Detecting Overpass-the-Hash

Overpass-the-Hash (Pass-the-Key) allows attackers to authenticate via Kerberos using stolen password hashes, enabling them to request Kerberos TGTs and gain unauthorized access across systems without using NTLM.

Attack Steps

1. Extract User Hashes: The attacker uses tools like Mimikatz to obtain the NTLM hash of a logged-in user, requiring local administrator privileges.

2. Request TGT with Rubeus: Using Rubeus, the attacker crafts a raw AS-REQ request for a TGT for a specified user. This step does not require elevated privileges, making it a more covert approach.

3. Submit Ticket: The attacker injects the requested TGT into the current session, similar to Pass-the-Ticket attacks, for further lateral movement.

Overpass-the-Hash Detection Opportunities

Key Detection Logic

• Mimikatz Detection: Artifacts from Mimikatz-based Overpass-the-Hash attacks resemble those of Pass-the-Hash and can be detected using similar techniques.

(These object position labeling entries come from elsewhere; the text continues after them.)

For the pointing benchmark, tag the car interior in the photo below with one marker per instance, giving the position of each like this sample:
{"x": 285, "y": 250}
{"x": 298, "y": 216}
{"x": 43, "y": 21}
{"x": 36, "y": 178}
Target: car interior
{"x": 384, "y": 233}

• Rubeus Detection: When Rubeus sends an AS-REQ request directly to the Domain Controller on TCP/UDP port 88, it generates Event ID 4768. However, unusual processes communicating over port 88 to the DC, other than lsass.exe, can help identify potential Overpass-the-Hash activity.

Example Splunk Query: Detecting Overpass-the-Hash Targeting Rubeus

Description: This query identifies AS-REQ requests on port 88 from unusual processes, specifically looking for Event ID 3 with a destination port of 88 and excluding lsass.exe.

Timeframe: earliest=1690443407 latest=1690443544

index=main earliest=1690443407 latest=1690443544 source="XmlWinEventLog:Microsoft-Windows-Sysmon/Operational" (EventCode=3 dest_port=88 Image!=*lsass.exe) OR EventCode=1
| eventstats values(process) as process by process_id
| where EventCode=3
| stats count by _time, Computer, dest_ip, dest_port, Image, process
| fields - count

Explanation of Key Components

1. Event Filtering:

   • Source Selection: Filters events from Sysmon’s Operational log (XmlWinEventLog:Microsoft-Windows-Sysmon/Operational).

   • EventCode 3: Captures network connections made from the host, specifically targeting traffic to dest_port=88 (Kerberos), and excludes Image=lsass.exe as it is a legitimate process accessing Kerberos services.

   • OR EventCode 1: Captures all process creation events for correlation.

2. Event Statistics:

   • EventStats: Adds the list of processes for each process ID, stored as process.

   • Where EventCode=3: Filters for network connection events on port 88.

3. Aggregation and Filtering:

   • Stats Count by Fields: Groups events based on _time, Computer, dest_ip, dest_port, Image, and process, aggregating with count.

   • Fields - count: Removes the count field from the final output for clarity.

Additional Recommendations

• Monitor Port 88 Traffic: Create alerts for network activity to port 88 from unexpected processes.

• Correlate Events: Cross-reference Event ID 4768 (Kerberos TGT Request) with suspicious processes in Sysmon logs, focusing on tools like Rubeus.

• Behavior Analysis: Contextualize detections with user and system behaviors, flagging unusual patterns like rapid logon attempts, lateral movement, or access to high-value assets.

This approach enables early detection of Overpass-the-Hash attacks, specifically targeting scenarios where attackers leverage Rubeus to request TGTs via AS-REQ requests over Kerberos, aiding in identifying stealthy lateral movement attempts.